Hypertension increases the risk of both ischemic infarction and intracerebral hemorrhage. About 40% of all strokes are associated with systolic pressures of over 140 mmHg.8 In patients with chronic hypertension, vascular remodeling results in thickening of the media and narrowing of the lumen of small vessels.5 Normal vessels can dilate to compensate for low perfusion pressures (autoregulation), but as arteriosclerosis progresses, the thickened vessels respond less efficiently to sudden changes in perfusion pressure. As a result, chronically hypertensive individuals who experience acute lowering of systemic blood pressure to normal levels may develop global ischemic symptoms such as dizziness or syncope. Autoregulation is also lost soon after a stroke, which explains why acute lowering of blood pressure in patients with fresh infarcts can cause focal neurologic signs to become worse.
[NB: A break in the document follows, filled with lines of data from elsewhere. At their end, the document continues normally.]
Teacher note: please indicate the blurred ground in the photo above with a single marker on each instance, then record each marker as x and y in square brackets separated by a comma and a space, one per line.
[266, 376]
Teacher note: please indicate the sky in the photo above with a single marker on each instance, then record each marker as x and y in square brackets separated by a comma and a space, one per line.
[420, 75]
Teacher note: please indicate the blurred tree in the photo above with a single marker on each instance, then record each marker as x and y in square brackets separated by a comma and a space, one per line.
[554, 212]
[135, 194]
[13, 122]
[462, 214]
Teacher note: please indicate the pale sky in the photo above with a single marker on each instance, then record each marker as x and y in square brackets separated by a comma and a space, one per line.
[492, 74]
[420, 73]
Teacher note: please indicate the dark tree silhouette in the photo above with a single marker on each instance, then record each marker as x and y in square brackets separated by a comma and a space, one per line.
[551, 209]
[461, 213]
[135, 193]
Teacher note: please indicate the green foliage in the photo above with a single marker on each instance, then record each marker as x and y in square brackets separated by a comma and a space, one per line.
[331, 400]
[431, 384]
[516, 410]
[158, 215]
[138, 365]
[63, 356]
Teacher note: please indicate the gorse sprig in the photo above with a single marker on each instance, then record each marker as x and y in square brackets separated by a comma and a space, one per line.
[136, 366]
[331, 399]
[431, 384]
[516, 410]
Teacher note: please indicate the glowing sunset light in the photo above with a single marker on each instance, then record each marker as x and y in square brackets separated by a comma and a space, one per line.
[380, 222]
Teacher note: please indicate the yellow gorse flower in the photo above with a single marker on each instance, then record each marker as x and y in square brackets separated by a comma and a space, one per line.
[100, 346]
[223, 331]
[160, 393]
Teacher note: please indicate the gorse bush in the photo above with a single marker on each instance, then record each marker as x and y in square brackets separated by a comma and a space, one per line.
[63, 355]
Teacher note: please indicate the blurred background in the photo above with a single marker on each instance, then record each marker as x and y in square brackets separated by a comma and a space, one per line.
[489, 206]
Cautious lowering of blood pressure into the normal range in hypertensive rats can reduce the medial thickness of large cerebral arteries. Similarly, judicious control of blood pressure in patients with chronic hypertension decreases the likelihood of future strokes.5
Cigarette smoking is another important reversible risk factor for ischemic stroke. Women who smoke triple their stroke risk, while men who smoke double theirs. Cigarettes augment stroke risk by facilitating atherogenesis and increasing platelet aggregability and hematocrit and fibrinogen levels. Long-term smokers have reduced cerebral perfusion compared to nonsmokers. Just as the risk of stroke can be reversed in hypertensives if blood pressure is controlled over time, so stroke risk can be reversed in light smokers (less than 20 cigarettes/day) who stop smoking.14 According to a new study, heavy smokers cannot completely reverse their stroke risk by ceasing to smoke, nor can those who switch from cigarettes to cigars or pipes.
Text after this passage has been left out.